Autant de regrets qui sont la preuve que les chantiers sont encore nombreux en matière de décentralisation. En raison du prisme trop centralisateur du président de la République, il n’aura pas été possible de les faire aboutir au cours de ce quinquennat.

Pourtant, de la crise des « gilets jaunes » à la crise sanitaire, l’excès de centralisation a démontré ses limites et ses travers. Cela ne signifie pas que l’État doit s’effacer devant les collectivités territoriales, mais qu’il doit en être réellement le partenaire.

Je crois à un État fort qui assure l’unité nationale et l’égalité entre ses citoyens où qu’ils se trouvent sur le territoire, en métropole comme en outre-mer. Toutefois, si l’État est le garant de ces principes, l’État centralisateur n’en est plus l’unique condition.

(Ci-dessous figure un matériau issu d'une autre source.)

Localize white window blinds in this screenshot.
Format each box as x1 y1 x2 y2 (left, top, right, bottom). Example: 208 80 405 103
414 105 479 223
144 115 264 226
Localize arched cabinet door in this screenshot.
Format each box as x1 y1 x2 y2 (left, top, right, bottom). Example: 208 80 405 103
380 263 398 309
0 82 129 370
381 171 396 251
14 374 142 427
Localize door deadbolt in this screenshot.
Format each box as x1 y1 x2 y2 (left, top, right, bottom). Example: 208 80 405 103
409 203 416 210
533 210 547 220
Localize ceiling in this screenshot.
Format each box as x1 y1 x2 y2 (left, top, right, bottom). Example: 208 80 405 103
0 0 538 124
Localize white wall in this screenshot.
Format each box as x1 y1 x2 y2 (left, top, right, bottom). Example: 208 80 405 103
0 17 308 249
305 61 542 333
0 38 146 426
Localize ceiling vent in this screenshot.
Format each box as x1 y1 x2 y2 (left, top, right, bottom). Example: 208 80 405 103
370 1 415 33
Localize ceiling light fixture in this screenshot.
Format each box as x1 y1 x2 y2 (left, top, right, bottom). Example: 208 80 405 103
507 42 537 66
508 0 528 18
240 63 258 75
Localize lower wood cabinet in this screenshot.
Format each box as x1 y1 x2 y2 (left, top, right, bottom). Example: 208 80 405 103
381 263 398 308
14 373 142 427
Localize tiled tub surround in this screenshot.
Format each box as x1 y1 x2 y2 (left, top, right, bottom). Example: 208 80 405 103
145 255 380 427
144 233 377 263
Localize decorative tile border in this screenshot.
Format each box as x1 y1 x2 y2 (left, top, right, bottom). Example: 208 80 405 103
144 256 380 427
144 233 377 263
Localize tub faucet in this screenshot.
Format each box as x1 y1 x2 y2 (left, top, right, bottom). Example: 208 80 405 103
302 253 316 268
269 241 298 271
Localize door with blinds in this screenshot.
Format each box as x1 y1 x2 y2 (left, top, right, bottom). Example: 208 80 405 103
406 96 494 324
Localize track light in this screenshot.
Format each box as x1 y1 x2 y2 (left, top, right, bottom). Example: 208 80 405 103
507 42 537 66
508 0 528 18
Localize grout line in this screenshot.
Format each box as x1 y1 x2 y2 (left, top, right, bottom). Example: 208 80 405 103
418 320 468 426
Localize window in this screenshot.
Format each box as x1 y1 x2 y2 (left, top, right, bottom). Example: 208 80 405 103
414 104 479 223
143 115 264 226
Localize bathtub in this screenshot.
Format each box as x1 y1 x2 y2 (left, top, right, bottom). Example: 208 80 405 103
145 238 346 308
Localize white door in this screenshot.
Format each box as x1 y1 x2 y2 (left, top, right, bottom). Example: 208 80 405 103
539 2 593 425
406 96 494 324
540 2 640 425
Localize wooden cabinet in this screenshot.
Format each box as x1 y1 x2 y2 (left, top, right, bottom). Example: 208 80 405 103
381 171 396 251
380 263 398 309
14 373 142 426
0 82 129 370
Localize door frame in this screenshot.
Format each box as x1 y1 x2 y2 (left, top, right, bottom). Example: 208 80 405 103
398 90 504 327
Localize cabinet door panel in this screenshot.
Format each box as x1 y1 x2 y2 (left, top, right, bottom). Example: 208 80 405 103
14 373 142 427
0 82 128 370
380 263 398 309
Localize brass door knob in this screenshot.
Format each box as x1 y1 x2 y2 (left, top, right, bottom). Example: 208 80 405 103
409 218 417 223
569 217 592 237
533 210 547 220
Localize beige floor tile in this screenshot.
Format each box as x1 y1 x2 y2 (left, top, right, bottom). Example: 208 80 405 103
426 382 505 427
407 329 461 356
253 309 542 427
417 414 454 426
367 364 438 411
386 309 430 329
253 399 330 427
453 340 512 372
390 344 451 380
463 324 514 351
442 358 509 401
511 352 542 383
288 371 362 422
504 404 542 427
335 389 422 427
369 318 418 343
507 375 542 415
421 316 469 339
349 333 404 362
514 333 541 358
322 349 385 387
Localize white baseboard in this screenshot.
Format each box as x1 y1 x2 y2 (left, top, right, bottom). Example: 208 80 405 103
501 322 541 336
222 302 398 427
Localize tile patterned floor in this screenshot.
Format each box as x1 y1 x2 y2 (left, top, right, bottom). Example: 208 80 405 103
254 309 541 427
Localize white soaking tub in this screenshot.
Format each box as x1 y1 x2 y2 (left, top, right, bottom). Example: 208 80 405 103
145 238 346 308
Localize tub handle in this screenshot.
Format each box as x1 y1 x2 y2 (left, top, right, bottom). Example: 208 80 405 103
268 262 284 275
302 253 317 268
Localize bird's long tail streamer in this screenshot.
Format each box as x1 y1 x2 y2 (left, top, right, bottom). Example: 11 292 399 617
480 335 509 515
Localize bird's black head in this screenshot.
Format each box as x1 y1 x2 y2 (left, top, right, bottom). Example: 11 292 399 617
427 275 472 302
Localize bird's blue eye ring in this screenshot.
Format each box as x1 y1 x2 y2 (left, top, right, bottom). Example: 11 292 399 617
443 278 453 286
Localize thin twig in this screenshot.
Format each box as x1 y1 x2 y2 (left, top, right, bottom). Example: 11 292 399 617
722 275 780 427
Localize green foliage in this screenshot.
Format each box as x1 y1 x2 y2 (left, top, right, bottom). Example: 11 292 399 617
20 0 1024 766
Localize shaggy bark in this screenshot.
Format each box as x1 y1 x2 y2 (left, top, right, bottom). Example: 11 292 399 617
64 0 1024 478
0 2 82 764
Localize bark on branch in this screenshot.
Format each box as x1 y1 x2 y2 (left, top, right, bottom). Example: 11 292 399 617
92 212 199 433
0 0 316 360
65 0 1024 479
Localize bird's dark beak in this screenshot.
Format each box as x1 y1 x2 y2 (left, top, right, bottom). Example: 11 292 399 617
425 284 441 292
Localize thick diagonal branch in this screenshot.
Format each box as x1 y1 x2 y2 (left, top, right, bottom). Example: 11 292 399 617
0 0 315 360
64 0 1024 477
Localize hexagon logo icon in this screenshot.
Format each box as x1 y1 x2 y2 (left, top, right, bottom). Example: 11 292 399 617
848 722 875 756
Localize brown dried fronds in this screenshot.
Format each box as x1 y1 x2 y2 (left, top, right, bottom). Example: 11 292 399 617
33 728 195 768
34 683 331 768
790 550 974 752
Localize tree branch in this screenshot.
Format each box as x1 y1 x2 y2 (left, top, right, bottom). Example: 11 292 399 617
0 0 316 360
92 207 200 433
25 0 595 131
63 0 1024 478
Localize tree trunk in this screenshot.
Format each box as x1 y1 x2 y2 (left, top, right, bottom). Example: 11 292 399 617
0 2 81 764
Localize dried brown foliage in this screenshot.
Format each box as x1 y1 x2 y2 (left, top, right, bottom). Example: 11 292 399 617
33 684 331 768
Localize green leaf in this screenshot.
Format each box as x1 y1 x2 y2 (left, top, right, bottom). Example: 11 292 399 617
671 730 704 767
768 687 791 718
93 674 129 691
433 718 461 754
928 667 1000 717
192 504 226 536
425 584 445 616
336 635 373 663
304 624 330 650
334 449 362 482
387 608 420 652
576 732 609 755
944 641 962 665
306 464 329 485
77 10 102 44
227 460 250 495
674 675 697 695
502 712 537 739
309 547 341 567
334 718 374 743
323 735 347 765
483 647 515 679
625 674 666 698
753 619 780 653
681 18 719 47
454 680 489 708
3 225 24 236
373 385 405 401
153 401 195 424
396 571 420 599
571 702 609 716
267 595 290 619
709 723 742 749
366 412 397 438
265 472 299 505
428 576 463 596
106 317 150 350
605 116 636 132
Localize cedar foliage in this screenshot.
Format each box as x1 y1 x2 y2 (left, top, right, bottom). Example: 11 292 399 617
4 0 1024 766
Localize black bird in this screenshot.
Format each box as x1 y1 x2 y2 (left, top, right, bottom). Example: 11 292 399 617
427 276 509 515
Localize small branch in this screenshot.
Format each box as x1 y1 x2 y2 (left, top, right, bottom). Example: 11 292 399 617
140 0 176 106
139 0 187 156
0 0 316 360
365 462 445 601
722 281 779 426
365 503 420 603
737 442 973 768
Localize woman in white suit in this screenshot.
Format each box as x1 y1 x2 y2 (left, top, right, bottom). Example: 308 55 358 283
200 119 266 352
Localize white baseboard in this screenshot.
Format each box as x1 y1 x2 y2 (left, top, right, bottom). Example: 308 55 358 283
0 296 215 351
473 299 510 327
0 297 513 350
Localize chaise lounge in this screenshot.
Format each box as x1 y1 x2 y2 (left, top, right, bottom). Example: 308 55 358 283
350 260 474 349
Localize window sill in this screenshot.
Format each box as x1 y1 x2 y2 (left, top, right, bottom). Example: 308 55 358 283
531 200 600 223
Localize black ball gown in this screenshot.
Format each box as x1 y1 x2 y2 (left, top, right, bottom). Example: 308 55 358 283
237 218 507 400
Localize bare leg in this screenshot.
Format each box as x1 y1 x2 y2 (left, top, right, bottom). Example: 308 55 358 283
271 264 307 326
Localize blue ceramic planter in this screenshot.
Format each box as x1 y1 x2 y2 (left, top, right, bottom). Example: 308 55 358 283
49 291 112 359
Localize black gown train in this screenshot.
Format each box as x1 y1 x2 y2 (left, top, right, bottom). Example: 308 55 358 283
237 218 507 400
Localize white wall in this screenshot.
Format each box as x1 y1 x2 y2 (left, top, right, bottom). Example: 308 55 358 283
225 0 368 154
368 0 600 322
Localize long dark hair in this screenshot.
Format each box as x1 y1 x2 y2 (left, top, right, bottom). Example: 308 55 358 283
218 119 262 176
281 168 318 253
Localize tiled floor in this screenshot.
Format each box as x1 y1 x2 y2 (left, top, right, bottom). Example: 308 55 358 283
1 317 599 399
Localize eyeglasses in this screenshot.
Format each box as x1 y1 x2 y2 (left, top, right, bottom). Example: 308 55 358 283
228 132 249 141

Cela signifie que l’État doit tirer toutes les conséquences des compétences décentralisées et qu’il ne peut plus conserver une présence et un rôle dans ces domaines, mobilisant ainsi des moyens humains et financiers qui seraient plus utiles à l’exercice de missions régaliennes ou prioritaires. Cela suppose que l’État doit également consentir à de nouveaux transferts de compétences lorsque les collectivités territoriales les sollicitent. Enfin, il nous semble nécessaire que l’État garantisse aux collectivités les moyens de leur autonomie financière par la création d’une loi de financement des collectivités territoriales, la redéfinition du ratio d’autonomie financière, la révision des dotations de l’État, la réforme fiscale ou encore la compensation intégrale et évolutive de transfert de charges de l’État.

C’est un chantier considérable et exaltant. Je forme le vœu que le prochain quinquennat permettra d’en bâtir les fondations.

Je vous prie de croire, Madame, Monsieur, à l’assurance de mes sentiments les meilleurs.